Dopo il social media marketing  ed il content marketing “de noantri” è oggi la volta di il marketing editoriale “de noantri”, definizione romanesca nella quale ho pensato abbia un senso far ricadere “il peggio di” per una volta al mese.

Lo spunto viene da un’iniziativa lanciata in questi giorni da «Il Giornale» che propone “Gli occhi della guerra” [Un nuovo modo di fare giornalismo], iniziativa di crowdfunding per finanziare reportage approfonditi dai fronti caldi del pianeta.

Attualmente i reportage proposti sono due: uno dedicato all’Afghanistan e l’altro alla Libia. Ai lettori vengono richiesti rispettivamente 4mila euro per il primo e 5mila per il secondo. Per entrambi la scadenza della raccolta di fondi è il primo marzo 2014 e a questo momento sono stati raccolti 6 € in un caso e 5 € nell’altro donati da unico sostenitore. Non esattamente una partenza “a razzo” come conferma l’account Twitter dedicato [che però non ha ancora tweetato] che ha un follower – chissà che non sia il misterioso donatore –  e la pagina Facebook con due fans.

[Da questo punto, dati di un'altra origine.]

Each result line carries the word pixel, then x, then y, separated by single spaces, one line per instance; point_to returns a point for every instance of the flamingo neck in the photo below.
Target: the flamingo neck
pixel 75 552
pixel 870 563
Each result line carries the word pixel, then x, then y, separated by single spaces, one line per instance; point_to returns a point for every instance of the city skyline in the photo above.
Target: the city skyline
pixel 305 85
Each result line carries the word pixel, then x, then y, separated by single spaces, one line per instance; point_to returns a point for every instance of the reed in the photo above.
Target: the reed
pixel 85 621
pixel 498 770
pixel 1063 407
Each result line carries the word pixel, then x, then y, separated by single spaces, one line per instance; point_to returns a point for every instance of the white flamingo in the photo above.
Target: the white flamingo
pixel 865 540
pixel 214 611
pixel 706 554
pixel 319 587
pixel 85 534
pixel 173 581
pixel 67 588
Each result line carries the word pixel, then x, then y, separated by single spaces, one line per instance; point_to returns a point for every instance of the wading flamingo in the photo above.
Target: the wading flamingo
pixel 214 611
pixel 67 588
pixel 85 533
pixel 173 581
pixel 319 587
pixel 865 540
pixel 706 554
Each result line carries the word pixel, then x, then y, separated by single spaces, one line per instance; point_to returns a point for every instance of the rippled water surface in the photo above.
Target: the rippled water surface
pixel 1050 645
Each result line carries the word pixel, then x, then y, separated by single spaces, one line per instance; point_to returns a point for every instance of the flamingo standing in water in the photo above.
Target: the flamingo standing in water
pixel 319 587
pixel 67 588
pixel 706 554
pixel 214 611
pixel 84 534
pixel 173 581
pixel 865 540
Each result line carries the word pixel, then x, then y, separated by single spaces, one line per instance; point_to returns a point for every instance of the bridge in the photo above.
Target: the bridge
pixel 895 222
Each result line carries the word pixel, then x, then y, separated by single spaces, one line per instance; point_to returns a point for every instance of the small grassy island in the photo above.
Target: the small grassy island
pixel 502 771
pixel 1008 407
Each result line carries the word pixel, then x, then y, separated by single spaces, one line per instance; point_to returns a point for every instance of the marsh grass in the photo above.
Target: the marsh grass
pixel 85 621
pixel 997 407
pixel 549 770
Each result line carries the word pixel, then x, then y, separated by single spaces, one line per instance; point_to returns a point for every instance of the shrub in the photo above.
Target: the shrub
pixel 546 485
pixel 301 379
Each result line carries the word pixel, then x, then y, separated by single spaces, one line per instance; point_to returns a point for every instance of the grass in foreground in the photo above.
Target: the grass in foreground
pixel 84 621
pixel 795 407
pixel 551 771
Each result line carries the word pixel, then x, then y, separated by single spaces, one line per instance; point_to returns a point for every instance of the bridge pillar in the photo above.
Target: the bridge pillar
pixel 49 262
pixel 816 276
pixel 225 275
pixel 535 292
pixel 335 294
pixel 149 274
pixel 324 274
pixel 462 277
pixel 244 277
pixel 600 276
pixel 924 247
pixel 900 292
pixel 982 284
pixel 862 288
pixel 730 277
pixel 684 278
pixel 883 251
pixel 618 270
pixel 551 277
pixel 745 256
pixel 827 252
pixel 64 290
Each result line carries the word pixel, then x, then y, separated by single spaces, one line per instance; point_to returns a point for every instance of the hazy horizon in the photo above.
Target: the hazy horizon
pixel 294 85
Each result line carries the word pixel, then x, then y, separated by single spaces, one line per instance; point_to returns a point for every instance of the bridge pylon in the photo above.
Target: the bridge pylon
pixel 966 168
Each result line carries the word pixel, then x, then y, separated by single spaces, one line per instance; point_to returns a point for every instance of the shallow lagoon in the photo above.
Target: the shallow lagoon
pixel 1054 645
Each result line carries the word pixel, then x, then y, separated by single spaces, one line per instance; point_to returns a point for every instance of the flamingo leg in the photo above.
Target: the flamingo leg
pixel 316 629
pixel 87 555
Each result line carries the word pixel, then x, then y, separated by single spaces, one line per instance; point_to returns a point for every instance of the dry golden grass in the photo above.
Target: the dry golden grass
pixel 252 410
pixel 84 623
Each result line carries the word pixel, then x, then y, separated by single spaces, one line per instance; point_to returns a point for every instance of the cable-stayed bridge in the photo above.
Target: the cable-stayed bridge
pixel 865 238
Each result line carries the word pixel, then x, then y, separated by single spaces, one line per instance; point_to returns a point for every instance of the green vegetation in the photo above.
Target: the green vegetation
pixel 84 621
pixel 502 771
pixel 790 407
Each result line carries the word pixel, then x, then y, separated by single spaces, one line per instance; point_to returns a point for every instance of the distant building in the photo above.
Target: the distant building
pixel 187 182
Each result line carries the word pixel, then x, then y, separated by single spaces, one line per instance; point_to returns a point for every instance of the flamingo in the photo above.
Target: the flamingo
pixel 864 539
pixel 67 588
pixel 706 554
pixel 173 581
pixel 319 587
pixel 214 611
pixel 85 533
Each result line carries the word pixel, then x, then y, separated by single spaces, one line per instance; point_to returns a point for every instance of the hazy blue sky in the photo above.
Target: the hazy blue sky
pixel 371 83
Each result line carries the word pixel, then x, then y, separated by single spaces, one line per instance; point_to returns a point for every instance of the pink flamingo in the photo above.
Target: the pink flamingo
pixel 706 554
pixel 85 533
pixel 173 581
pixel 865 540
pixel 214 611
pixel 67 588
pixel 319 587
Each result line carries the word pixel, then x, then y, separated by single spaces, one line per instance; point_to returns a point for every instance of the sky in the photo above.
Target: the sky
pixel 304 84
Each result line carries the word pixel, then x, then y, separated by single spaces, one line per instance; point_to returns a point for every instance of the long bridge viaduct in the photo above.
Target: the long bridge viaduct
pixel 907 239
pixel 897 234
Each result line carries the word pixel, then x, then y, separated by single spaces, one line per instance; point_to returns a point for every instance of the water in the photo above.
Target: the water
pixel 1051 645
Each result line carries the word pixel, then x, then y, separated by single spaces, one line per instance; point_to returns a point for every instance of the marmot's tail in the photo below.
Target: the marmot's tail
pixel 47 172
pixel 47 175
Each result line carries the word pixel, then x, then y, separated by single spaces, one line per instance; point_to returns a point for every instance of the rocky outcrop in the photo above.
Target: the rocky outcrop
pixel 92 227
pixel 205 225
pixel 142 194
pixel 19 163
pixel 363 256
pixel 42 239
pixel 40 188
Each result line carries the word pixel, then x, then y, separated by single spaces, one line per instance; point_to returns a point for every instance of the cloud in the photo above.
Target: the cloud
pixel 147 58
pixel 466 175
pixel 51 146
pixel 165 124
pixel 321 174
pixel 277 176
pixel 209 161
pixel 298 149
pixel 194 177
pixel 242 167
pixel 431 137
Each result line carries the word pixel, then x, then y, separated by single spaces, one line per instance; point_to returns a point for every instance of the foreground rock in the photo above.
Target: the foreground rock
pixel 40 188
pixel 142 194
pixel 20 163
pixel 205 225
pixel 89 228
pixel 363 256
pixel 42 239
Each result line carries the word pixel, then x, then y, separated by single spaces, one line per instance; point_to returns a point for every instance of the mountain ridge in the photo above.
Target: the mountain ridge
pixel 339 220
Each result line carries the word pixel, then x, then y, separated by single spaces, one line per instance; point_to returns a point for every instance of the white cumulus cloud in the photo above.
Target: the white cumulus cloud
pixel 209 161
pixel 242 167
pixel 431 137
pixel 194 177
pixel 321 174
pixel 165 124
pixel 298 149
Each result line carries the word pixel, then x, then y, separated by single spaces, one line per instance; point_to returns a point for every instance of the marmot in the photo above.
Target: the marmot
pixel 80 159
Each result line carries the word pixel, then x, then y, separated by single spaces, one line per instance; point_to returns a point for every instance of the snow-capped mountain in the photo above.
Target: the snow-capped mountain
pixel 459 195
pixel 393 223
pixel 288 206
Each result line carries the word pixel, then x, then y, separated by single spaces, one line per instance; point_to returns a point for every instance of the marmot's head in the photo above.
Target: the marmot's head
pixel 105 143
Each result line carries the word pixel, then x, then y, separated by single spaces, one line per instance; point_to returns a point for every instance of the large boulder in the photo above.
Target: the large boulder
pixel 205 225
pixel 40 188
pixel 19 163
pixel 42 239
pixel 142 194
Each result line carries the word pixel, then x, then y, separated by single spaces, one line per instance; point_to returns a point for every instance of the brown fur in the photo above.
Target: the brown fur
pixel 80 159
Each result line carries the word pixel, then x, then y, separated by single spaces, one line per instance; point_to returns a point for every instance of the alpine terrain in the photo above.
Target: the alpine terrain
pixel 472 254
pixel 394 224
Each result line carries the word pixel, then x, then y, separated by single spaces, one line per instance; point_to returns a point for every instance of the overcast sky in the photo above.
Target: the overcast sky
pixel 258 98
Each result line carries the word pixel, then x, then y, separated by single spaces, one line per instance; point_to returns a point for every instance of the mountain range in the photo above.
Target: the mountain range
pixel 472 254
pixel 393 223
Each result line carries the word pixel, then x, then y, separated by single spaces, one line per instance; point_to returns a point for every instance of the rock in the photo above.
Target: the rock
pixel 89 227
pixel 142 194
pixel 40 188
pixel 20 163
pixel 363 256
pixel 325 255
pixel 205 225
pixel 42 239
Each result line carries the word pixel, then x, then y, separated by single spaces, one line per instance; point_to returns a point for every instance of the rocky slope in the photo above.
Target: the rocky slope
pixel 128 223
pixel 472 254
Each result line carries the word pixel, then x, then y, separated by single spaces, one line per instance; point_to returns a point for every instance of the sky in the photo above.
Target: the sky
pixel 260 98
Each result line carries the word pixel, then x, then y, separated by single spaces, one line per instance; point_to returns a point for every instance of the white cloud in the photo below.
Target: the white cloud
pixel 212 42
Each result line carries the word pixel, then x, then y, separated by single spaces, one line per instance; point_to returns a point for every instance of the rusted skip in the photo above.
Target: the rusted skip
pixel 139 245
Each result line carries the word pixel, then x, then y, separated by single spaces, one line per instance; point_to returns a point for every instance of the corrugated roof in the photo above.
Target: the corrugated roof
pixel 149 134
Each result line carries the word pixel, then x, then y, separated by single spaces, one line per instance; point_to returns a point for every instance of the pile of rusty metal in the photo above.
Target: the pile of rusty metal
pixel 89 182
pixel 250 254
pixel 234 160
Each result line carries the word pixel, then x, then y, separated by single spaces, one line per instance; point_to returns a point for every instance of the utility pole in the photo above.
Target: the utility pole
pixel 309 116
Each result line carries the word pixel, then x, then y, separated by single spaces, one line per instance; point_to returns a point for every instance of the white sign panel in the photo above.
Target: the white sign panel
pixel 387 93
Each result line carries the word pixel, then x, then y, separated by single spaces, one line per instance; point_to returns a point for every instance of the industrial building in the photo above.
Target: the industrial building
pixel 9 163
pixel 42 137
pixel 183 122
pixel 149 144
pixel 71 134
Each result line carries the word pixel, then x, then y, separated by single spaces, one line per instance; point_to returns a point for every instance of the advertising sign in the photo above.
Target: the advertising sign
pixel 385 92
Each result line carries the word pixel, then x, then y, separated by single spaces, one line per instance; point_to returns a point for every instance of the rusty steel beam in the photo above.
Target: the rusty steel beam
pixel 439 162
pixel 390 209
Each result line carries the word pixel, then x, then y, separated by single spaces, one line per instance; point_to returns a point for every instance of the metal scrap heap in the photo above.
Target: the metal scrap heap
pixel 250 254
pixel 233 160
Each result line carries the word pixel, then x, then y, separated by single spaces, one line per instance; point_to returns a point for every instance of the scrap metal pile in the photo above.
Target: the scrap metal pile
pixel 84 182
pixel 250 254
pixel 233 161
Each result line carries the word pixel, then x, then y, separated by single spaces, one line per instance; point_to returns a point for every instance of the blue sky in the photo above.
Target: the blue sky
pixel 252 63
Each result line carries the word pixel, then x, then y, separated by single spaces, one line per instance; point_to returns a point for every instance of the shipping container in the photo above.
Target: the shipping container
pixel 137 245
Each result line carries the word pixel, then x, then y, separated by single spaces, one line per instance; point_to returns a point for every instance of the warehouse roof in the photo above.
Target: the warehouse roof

Il perchè è facilmente comprensibile leggendo la presentazione dell’iniziativa dove tra le altre cose è scritto:

Il web, nonostante la crisi dell’editoria, ci offre gli strumenti per un nuovo modo di fare giornalismo costruendo un rapporto più diretto con voi lettori.

Un mix di rammarico, piagnisteo, sulla situazione economica e la banalizzazione di stereotipi consunti, usati ed abusati ma mai veramente perseguiti.

Il rapporto diretto con i lettori si costruisce dialogando con i lettori sul sito web, dove non vi è traccia dell’iniziativa, sui social e attraverso quello che viene definito “open journalism”, non con un’iniziativa di crowdfunding spuria, che gode anche del sostegno di sponsor, di imprese, da parte di una testata di proprietà del magnate dell’editoria italiana che chiede “quattro spicci” ai propri aficionados.

E’chiaro che si tratta invece di un’iniziativa, mal congegnata, per recuperare visibilità. Il marketing editoriale “de noantri”.